I stared at the dog sprawled out in the road. “You sure you had that on stun?”

 

He glanced down at the Taser, which had a fat, round barrel, black with yellow markings—like some high-voltage yellow jacket. “Oops,” he said, then, “No, just kidding. It’s always on stun. Fifty thousand volts’ worth of stun.”

 

“How long will he be out?”

 

“Don’t know,” said Art. “Never used one on a dog before. Ten, fifteen minutes, maybe.” He scaled the gate and dropped to the other side. “You coming?”

 

“Isn’t he gonna come after us again when he wakes up?”

 

“Only if he’s a really dumb dog,” Art chuckled. “And if he does, I’ve got fifty more shots.” He frowned. “Of course, having fired my one set of barbs, I have to actually hold this gizmo against him for the next fifty shots. If he hasn’t learned by then, he’s got big problems.”

 

“If he comes after us fifty-one more times, we’ve got bigger problems than he does,” I reasoned.

 

“If he comes after us fifty-one times, we switch to Plan B,” Art said, patting his right ankle.
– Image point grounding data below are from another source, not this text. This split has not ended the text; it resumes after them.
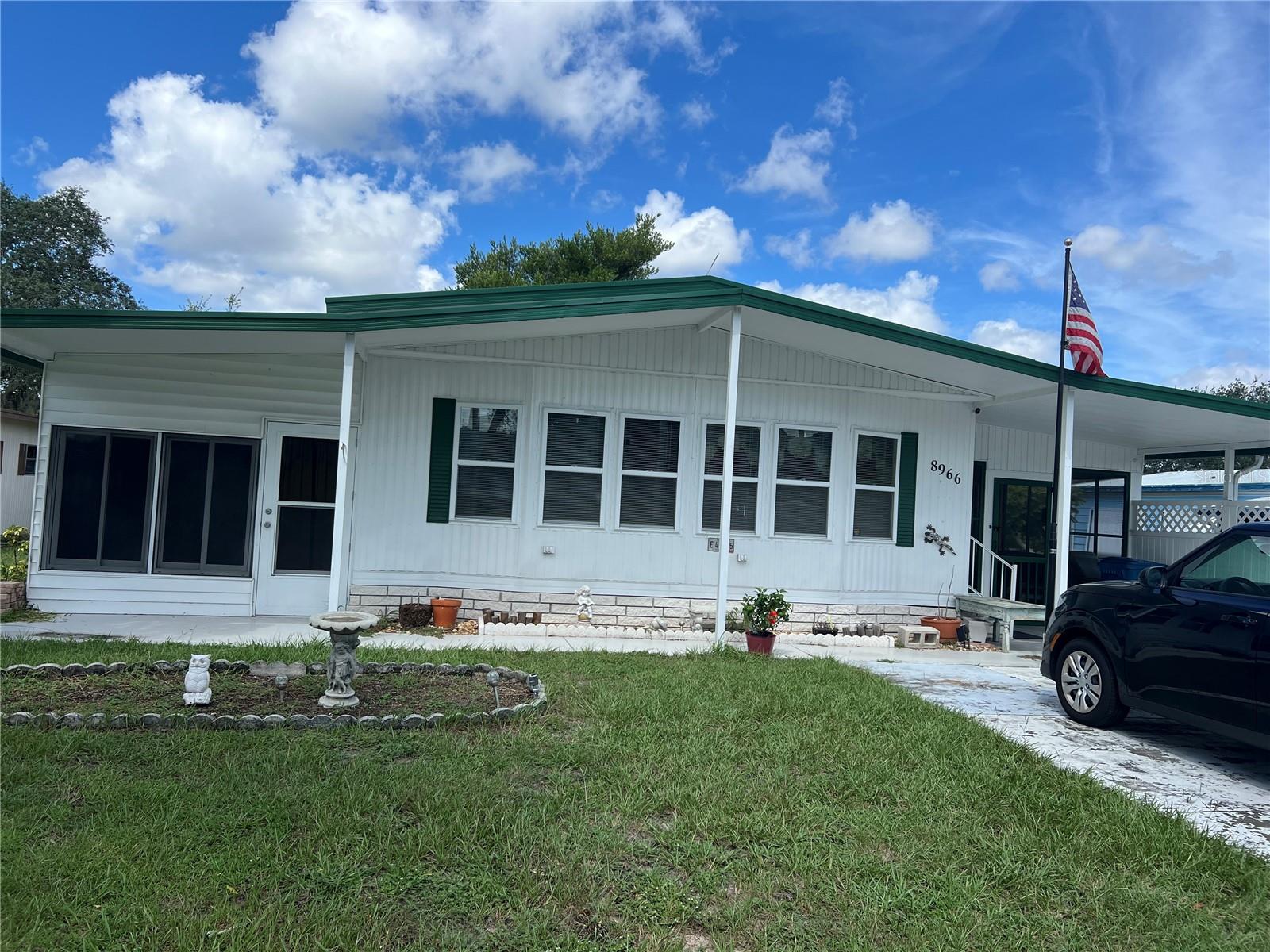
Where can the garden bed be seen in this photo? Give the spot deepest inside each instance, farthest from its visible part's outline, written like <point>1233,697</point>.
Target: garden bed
<point>74,696</point>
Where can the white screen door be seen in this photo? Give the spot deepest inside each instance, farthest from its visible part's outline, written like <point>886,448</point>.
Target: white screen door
<point>298,518</point>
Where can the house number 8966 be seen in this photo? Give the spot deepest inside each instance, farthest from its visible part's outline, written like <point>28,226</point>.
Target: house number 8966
<point>937,466</point>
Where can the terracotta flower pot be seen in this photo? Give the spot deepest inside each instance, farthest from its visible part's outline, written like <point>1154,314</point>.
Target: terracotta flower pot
<point>444,612</point>
<point>946,628</point>
<point>760,643</point>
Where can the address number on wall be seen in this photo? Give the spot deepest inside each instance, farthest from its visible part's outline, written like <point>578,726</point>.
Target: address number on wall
<point>946,473</point>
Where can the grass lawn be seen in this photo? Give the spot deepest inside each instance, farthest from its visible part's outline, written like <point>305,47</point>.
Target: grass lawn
<point>702,803</point>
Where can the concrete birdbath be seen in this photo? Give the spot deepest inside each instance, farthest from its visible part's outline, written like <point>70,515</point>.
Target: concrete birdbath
<point>344,630</point>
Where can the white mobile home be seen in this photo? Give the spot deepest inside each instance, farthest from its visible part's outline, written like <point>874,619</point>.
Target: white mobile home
<point>510,446</point>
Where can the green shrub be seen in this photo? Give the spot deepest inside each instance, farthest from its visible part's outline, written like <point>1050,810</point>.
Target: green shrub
<point>14,552</point>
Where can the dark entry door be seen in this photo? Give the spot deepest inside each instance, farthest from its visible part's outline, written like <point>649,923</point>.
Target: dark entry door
<point>1020,530</point>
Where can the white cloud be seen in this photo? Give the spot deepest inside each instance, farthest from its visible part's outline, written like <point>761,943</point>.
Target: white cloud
<point>698,238</point>
<point>696,113</point>
<point>1153,255</point>
<point>31,152</point>
<point>484,171</point>
<point>836,108</point>
<point>892,232</point>
<point>220,198</point>
<point>999,276</point>
<point>795,249</point>
<point>794,165</point>
<point>1014,338</point>
<point>1210,378</point>
<point>910,302</point>
<point>338,74</point>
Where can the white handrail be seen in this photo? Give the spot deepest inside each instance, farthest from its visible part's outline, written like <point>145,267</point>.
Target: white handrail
<point>994,590</point>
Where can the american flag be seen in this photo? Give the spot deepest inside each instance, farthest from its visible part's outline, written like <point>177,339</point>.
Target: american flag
<point>1083,334</point>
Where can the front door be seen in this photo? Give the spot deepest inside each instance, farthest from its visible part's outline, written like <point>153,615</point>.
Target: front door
<point>298,518</point>
<point>1020,531</point>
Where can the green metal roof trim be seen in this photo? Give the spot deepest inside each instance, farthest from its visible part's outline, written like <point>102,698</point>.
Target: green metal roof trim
<point>442,309</point>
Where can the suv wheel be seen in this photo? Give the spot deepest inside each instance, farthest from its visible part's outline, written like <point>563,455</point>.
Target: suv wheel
<point>1086,685</point>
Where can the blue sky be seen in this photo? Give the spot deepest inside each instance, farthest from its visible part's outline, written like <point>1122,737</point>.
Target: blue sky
<point>918,163</point>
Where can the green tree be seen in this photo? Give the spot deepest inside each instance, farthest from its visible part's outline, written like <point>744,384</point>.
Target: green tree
<point>595,254</point>
<point>233,302</point>
<point>1257,390</point>
<point>48,251</point>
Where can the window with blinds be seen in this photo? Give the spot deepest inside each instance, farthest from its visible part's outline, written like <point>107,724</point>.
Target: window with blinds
<point>486,463</point>
<point>874,512</point>
<point>573,480</point>
<point>803,467</point>
<point>745,478</point>
<point>651,473</point>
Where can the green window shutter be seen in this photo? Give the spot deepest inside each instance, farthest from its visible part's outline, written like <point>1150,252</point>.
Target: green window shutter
<point>907,495</point>
<point>441,461</point>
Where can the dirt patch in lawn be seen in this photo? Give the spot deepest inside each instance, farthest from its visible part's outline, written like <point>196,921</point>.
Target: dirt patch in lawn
<point>239,693</point>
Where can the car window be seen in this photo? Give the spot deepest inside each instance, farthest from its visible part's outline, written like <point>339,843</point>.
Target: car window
<point>1241,565</point>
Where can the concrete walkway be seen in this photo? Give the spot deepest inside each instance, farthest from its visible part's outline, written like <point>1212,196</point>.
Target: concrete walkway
<point>1222,787</point>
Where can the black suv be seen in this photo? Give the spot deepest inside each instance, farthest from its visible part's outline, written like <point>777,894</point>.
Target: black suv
<point>1189,641</point>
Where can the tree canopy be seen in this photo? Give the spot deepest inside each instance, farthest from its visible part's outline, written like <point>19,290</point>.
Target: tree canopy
<point>48,251</point>
<point>594,254</point>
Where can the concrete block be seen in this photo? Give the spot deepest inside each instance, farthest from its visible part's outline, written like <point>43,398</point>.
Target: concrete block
<point>916,636</point>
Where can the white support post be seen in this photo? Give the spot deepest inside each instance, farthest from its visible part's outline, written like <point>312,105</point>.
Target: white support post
<point>337,593</point>
<point>729,444</point>
<point>1232,488</point>
<point>1064,509</point>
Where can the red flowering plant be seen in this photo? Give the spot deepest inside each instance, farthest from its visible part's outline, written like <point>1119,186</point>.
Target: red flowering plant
<point>765,609</point>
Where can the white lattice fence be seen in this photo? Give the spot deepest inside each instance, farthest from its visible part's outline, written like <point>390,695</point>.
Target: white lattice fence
<point>1251,512</point>
<point>1191,518</point>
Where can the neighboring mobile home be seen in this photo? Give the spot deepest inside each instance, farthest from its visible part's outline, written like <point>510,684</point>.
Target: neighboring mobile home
<point>510,446</point>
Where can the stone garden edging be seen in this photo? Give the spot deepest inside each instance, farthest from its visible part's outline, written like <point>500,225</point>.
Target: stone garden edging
<point>560,630</point>
<point>206,721</point>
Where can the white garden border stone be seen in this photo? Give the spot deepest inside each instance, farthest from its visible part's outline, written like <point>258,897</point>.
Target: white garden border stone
<point>252,721</point>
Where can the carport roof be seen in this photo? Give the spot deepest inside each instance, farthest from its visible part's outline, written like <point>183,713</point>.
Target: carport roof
<point>1007,382</point>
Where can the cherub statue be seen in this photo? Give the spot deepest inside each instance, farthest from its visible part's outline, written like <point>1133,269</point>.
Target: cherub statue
<point>341,668</point>
<point>584,603</point>
<point>198,681</point>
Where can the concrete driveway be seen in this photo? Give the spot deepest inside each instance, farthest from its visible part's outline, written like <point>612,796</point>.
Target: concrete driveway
<point>1221,786</point>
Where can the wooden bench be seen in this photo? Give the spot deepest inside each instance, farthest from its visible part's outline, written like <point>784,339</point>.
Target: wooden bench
<point>1001,612</point>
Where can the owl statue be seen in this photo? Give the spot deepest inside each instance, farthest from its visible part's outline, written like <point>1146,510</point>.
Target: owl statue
<point>198,682</point>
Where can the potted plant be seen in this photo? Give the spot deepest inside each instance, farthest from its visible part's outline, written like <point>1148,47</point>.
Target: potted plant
<point>826,628</point>
<point>948,622</point>
<point>762,612</point>
<point>444,612</point>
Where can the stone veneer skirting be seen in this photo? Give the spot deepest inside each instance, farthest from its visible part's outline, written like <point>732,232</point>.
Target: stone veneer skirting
<point>613,609</point>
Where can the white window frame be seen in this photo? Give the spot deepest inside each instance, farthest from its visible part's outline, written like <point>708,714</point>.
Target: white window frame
<point>706,423</point>
<point>827,484</point>
<point>622,471</point>
<point>605,476</point>
<point>857,486</point>
<point>460,405</point>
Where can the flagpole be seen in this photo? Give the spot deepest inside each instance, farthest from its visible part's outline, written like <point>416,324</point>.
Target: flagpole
<point>1052,560</point>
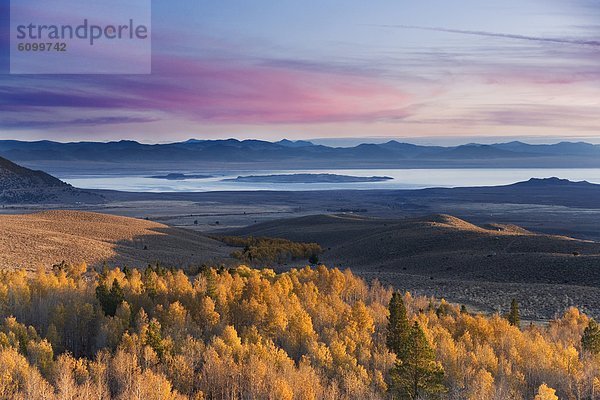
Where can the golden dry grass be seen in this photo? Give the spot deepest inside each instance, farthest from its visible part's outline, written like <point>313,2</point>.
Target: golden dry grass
<point>46,238</point>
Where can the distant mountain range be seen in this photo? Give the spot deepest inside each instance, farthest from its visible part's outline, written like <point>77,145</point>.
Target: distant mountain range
<point>256,154</point>
<point>22,185</point>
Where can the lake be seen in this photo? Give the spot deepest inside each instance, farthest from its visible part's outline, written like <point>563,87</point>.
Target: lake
<point>402,179</point>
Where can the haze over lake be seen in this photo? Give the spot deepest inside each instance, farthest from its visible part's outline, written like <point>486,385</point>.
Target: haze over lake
<point>402,179</point>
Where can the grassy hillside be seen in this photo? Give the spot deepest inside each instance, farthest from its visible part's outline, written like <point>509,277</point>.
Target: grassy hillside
<point>47,238</point>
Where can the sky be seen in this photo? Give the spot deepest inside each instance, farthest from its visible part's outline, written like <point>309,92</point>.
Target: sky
<point>427,71</point>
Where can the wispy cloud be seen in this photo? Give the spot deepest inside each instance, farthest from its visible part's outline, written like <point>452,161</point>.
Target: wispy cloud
<point>584,42</point>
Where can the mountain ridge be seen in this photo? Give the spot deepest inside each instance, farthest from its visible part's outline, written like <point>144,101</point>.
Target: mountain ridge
<point>303,154</point>
<point>22,185</point>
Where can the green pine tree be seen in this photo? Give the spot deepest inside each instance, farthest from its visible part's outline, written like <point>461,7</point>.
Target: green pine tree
<point>398,326</point>
<point>417,374</point>
<point>590,341</point>
<point>514,317</point>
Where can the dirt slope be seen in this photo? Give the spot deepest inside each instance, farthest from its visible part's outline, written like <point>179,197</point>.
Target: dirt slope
<point>441,246</point>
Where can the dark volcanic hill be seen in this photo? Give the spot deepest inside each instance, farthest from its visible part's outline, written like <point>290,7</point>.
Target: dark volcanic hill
<point>443,256</point>
<point>23,185</point>
<point>442,246</point>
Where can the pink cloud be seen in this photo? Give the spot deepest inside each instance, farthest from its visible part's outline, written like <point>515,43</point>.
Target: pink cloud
<point>246,93</point>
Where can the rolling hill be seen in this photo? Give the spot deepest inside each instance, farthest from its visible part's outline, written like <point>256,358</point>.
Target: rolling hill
<point>443,256</point>
<point>47,238</point>
<point>443,246</point>
<point>22,185</point>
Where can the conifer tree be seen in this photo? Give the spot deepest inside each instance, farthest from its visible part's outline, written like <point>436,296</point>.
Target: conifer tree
<point>417,374</point>
<point>398,328</point>
<point>514,317</point>
<point>590,341</point>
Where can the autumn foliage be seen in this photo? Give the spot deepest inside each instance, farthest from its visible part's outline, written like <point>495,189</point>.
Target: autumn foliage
<point>252,334</point>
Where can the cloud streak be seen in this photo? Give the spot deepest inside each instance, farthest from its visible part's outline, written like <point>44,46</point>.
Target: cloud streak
<point>583,42</point>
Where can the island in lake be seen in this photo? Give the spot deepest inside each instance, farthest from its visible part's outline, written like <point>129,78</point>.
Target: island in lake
<point>179,177</point>
<point>308,178</point>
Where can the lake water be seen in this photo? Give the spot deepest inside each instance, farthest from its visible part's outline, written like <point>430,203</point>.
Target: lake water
<point>402,179</point>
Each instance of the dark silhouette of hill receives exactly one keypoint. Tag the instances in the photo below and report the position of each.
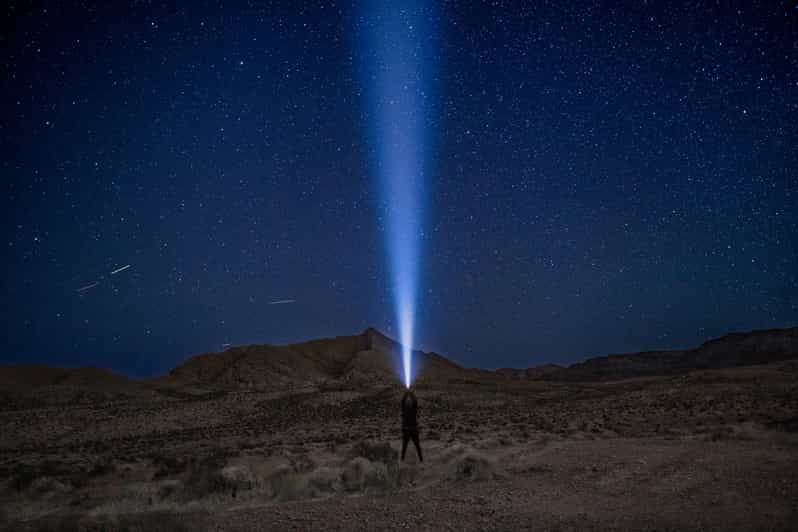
(371, 358)
(731, 350)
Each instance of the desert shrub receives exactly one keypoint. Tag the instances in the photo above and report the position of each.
(360, 474)
(205, 477)
(376, 452)
(472, 466)
(323, 480)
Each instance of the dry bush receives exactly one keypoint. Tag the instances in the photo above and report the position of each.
(376, 452)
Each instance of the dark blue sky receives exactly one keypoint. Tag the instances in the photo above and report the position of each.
(601, 179)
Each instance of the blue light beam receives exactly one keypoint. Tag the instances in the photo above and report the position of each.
(399, 55)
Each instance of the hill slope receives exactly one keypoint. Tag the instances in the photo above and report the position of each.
(732, 350)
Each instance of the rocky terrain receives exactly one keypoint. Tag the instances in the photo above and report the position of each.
(306, 436)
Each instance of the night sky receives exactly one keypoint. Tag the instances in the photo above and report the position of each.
(599, 179)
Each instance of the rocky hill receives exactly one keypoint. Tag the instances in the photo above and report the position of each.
(370, 357)
(732, 350)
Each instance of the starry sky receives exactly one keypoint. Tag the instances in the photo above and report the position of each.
(600, 178)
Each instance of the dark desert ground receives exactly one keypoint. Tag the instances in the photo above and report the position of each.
(306, 436)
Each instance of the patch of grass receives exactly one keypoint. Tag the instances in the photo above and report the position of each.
(376, 452)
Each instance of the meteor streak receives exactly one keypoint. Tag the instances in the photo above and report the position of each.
(281, 302)
(123, 268)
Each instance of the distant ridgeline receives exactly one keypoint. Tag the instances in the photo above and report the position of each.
(732, 350)
(370, 359)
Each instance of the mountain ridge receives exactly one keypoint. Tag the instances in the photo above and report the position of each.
(372, 357)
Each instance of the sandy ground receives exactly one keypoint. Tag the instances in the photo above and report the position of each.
(709, 450)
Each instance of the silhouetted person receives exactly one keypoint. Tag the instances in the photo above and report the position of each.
(410, 424)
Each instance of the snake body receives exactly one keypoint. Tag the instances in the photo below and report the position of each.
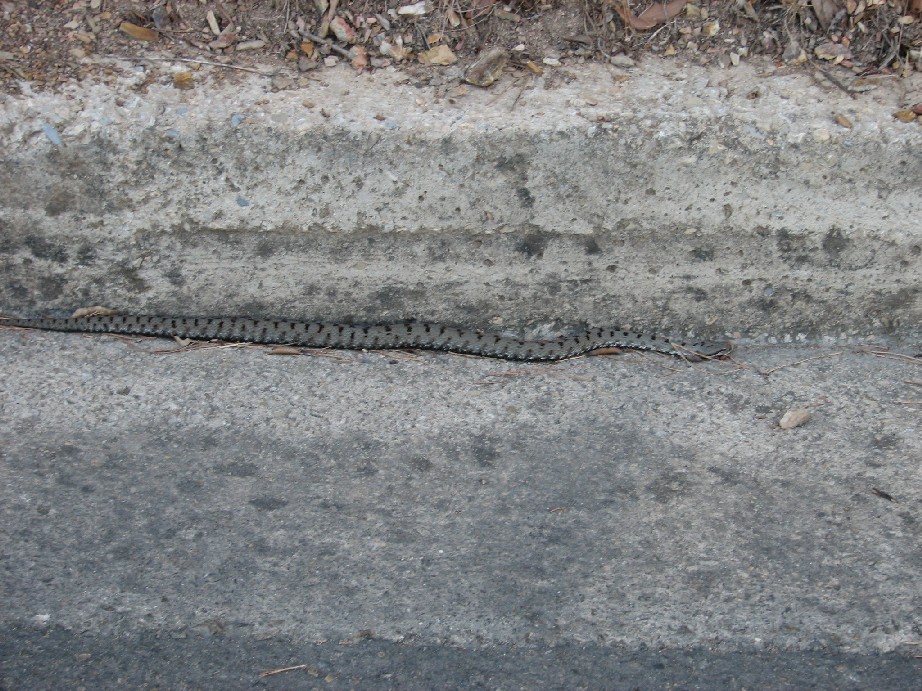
(388, 336)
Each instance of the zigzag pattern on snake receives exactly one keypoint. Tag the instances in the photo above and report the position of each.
(388, 336)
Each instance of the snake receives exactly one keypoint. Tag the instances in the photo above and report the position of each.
(381, 336)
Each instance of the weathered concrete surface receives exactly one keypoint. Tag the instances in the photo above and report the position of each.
(714, 202)
(606, 506)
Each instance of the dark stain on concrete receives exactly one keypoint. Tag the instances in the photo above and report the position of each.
(533, 245)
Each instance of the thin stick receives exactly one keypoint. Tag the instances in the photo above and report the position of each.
(896, 356)
(799, 362)
(205, 62)
(273, 672)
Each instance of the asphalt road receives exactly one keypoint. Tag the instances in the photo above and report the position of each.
(195, 519)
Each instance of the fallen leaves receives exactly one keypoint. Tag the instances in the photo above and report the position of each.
(440, 55)
(138, 33)
(653, 16)
(488, 67)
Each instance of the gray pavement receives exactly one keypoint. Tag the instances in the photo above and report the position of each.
(407, 520)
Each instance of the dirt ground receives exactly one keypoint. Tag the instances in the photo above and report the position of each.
(45, 44)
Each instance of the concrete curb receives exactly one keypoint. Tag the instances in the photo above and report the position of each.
(716, 203)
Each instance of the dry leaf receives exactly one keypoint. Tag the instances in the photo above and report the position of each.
(440, 55)
(184, 81)
(650, 17)
(138, 32)
(842, 120)
(481, 8)
(832, 51)
(487, 68)
(342, 30)
(95, 311)
(825, 11)
(359, 58)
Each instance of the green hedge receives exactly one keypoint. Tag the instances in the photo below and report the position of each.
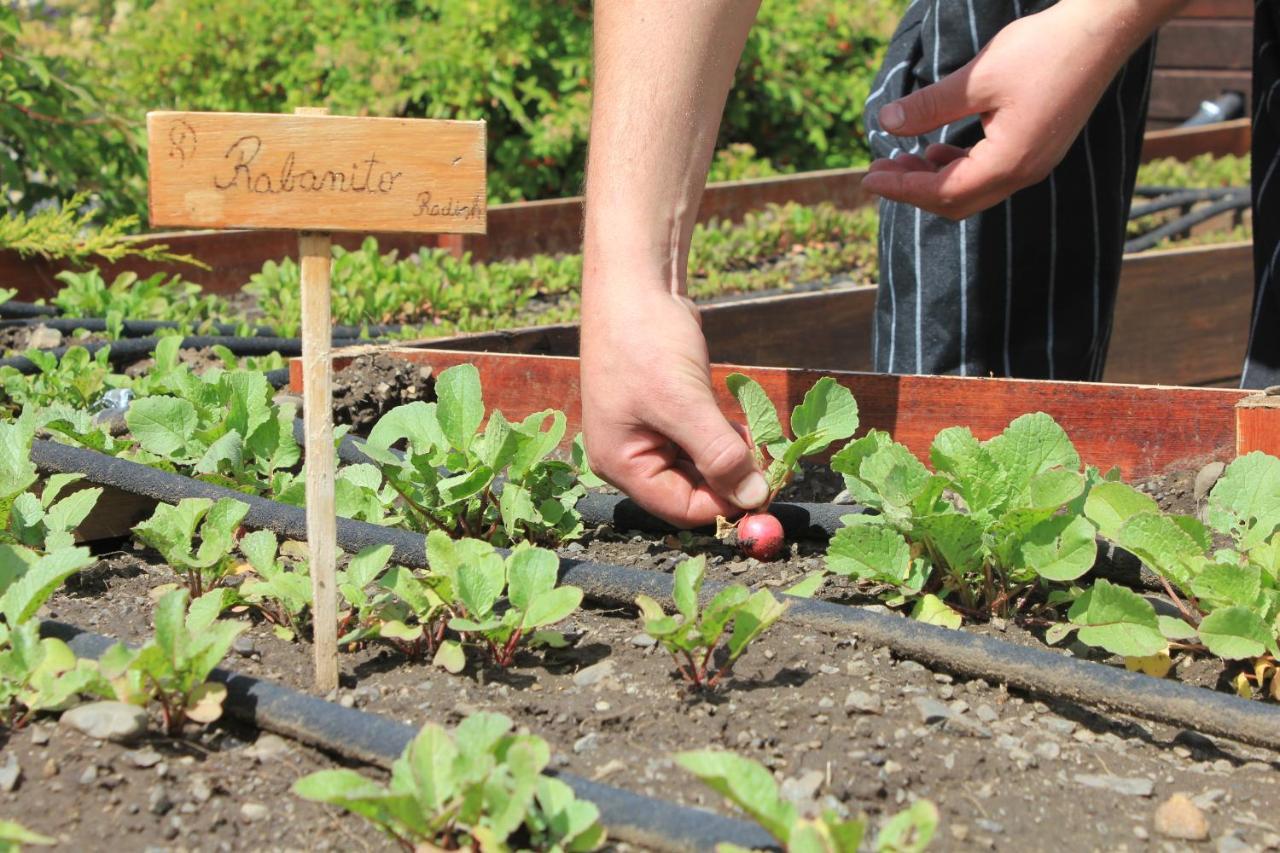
(524, 65)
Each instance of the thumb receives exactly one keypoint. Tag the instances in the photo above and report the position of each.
(720, 454)
(949, 100)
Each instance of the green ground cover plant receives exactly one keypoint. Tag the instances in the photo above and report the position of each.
(752, 788)
(522, 67)
(480, 785)
(155, 297)
(173, 667)
(37, 553)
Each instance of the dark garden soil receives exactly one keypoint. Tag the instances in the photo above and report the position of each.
(841, 724)
(373, 384)
(222, 789)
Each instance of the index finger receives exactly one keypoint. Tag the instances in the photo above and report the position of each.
(963, 187)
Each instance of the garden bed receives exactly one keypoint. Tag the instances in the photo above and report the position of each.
(841, 698)
(833, 716)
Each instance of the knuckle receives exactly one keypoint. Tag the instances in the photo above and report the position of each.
(722, 456)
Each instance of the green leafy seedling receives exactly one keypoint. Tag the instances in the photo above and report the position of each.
(282, 591)
(448, 474)
(752, 788)
(1228, 598)
(13, 835)
(48, 523)
(479, 578)
(827, 414)
(37, 674)
(472, 789)
(174, 665)
(173, 532)
(990, 524)
(693, 634)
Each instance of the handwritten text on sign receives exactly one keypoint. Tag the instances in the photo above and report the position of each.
(316, 173)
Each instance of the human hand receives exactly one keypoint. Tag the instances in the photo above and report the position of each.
(649, 418)
(1034, 86)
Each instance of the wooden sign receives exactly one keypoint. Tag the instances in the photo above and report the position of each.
(316, 173)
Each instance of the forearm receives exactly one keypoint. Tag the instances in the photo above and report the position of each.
(1125, 24)
(663, 69)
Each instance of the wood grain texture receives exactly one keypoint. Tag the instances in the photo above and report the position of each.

He sniffed the air, like a hound seeking a rabbit. “Any guess where that aroma’s coming from?”

 

“Seems like the breeze is blowing from over that way,” I said, pointing slightly to the left of the gravel road, on a tangent that would take us into the woods.

 

“Let’s go,” he said. “I hope you put on tick repellent before you left home.”

 

“I did,” I said. “Did you?”

 

“Oops,” he said again, scratching his left thigh.

 

The going was slow at first, as we had to tread and trample our way through a tangle of blackberry bushes lining the road. The leaves hung heavy and orange, laden with dust from the road. Here and there I spotted shriveled berries. “Too bad we weren’t here six weeks ago,” I said. “This is a pretty good patch. We could’ve picked enough for a cobbler.”

 

“Maybe if we make friends with the people who own that nice doggy,” Art said, “they’ll let us come back next year, during blackberry season.”

 

Once we were beneath the shade of the forest canopy, the blackberries ended and the underbrush thinned, leaving us in a pine thicket with widely spaced trunks and a carpet of needles on the floor.

 

About a hundred yards in, I glimpsed what looked to be a narrow dirt track bulldozed through the woods. I touched Art’s arm and nodded in its direction. He changed course, heading for it at a brisk stride, and I followed. When we reached it, I saw multiple sets of tracks, some made by rubber tires, others by a tracked vehicle—a bulldozer or Bobcat. I looked in both directions and spied a rusting bulldozer tucked into a gap in the trees. Just beyond it, half hidden by the yellow dozer, I saw the boxy back end of a black vehicle. I pointed.

 

“Is that what I think it is?” Art asked.